Fort Report: Election Security

Oct 19, 2018
Fort Report

I know it is a bit old-fashioned, but I like stepping into the voting booth and using a pencil to fill in an oval on paper.  There is no Russian hacking or fancy Facebook algorithm interfering with my vote.  It’s my conscience, my pencil, on paper.

Still, many Americans wonder if our election counts are to be trusted.  Sowing seeds of doubt in our democratic processes is the intention of those who intend to do us harm.  Despite ongoing nation-state meddling that long predates the 2016 election, please know that great measures are being undertaken to ensure the integrity of our election systems, from registration to voting to post-election vote certification, this November and beyond.

According to the Department of Homeland Security (DHS), Russian hackers targeted election infrastructure in at least 21 states during the 2016 campaign.  Nebraska was not targeted by outside interference.  Our state has, nevertheless, taken several steps to ensure pre-and-post-election security.  Importantly, our continued use of paper ballots creates a non-digital firewall impervious to hacking.

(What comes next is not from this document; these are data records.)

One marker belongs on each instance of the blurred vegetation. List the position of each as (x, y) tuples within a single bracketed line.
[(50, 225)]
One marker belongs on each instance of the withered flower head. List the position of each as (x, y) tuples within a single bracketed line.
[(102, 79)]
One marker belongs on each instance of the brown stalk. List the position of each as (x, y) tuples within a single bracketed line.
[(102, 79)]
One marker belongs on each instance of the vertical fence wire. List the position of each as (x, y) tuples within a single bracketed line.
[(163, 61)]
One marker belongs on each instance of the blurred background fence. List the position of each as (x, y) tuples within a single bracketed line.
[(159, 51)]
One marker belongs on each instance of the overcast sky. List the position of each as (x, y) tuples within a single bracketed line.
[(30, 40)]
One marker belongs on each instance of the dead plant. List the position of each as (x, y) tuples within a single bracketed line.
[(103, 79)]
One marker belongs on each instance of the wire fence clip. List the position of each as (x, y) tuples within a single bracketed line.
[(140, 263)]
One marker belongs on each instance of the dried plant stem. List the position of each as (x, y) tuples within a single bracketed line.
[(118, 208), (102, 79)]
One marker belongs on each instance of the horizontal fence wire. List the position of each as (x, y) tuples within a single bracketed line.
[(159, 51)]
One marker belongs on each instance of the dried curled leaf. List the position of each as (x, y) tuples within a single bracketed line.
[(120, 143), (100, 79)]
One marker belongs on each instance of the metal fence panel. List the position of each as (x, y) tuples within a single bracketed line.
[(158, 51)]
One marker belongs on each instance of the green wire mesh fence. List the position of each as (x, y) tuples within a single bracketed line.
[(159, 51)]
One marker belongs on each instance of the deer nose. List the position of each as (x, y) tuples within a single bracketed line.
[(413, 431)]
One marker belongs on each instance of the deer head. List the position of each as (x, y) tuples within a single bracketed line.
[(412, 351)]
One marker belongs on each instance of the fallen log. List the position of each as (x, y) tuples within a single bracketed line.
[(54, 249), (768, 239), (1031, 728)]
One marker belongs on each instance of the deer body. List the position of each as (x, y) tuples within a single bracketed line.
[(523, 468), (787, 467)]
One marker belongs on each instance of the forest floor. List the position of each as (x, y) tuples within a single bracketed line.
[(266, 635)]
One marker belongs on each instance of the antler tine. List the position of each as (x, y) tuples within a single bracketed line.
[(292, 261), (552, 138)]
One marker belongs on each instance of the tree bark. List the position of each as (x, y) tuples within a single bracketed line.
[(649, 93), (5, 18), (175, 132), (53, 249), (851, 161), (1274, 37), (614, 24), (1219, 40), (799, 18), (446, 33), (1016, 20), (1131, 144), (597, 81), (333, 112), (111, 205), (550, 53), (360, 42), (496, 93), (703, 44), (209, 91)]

The Department of Homeland Security (DHS) is, by Congressional mandate, charged with protecting America’s “critical infrastructure.”  In January, 2017, DHS designated our country’s election systems a “critical infrastructure subsector,” placing a far higher priority on protecting election resources than was previously the case.  I recently received an update from the DHS Secretary outlining latest election security measures.  DHS has implemented sophisticated sensors that provide granular real-time monitoring of voter registration databases to detect malicious activity and malware.  Through its Multi-State Information Sharing and Analysis Center, DHS can now receive, collate, and communicate attempted interference discovered at any of the more than 10,000 election jurisdictions in the country.  As part of its whole-of-government approach, DHS has also stepped up election day and post-election day monitoring and incident response, and instituted robust counter-measures against foreign manipulation of public discourse.  I invite you to review the correspondence I received from the DHS Secretary here.

Earlier this year, via the Help America Vote Act, Congress provided $380 million in grants to help the country’s 55 states and territories enhance election security.  According to the United States Election Assistance Commission (EAC)—the federal body created by Congress in 2002 to serve as the liaison to state election officials—Nebraska received about $3.5 million dollars.  This funding has been used to replace and upgrade voting equipment, and enhance ballot authentication, voter list maintenance, and accurate election night reporting.

Even with the ongoing threat of cyber-attacks, it is extremely difficult for foreign actors to hack the vote itself.  There is yet no evidence that they have previously done so. 

Still, five states—Louisiana, Georgia, South Carolina, New Jersey, and Delaware—rely exclusively on electronic voting, leaving no permanent paper trail.  These areas of vulnerability were addressed in a proposed bipartisan bill that I support, the Secure Elections Act (SEA).  It mandates that all states perform manual audits on a percentage of digital votes in all precincts in every election.  Without checking paper results against electronic results, there is no guarantee that interference has not occurred. 

Taken together, these actions at the state, executive branch, and legislative branch levels should reassure you that your vote is secure.  The sine qua non of a republic is free and fair elections.  If the voting process and vote tallies cannot be trusted, election results cannot be trusted. 

Earlier in the tech revolution, I recall a TV report done at a trade show about the latest computer gadgetry.  In addition to many high-tech vendors, the reporter interviewed a gentleman who just had a paper and pencil at his simple low-tech booth.  Technology has helped us exceedingly well in data movement and productivity.  But in that solemn space of the voting booth, maybe a paper and pencil works just fine.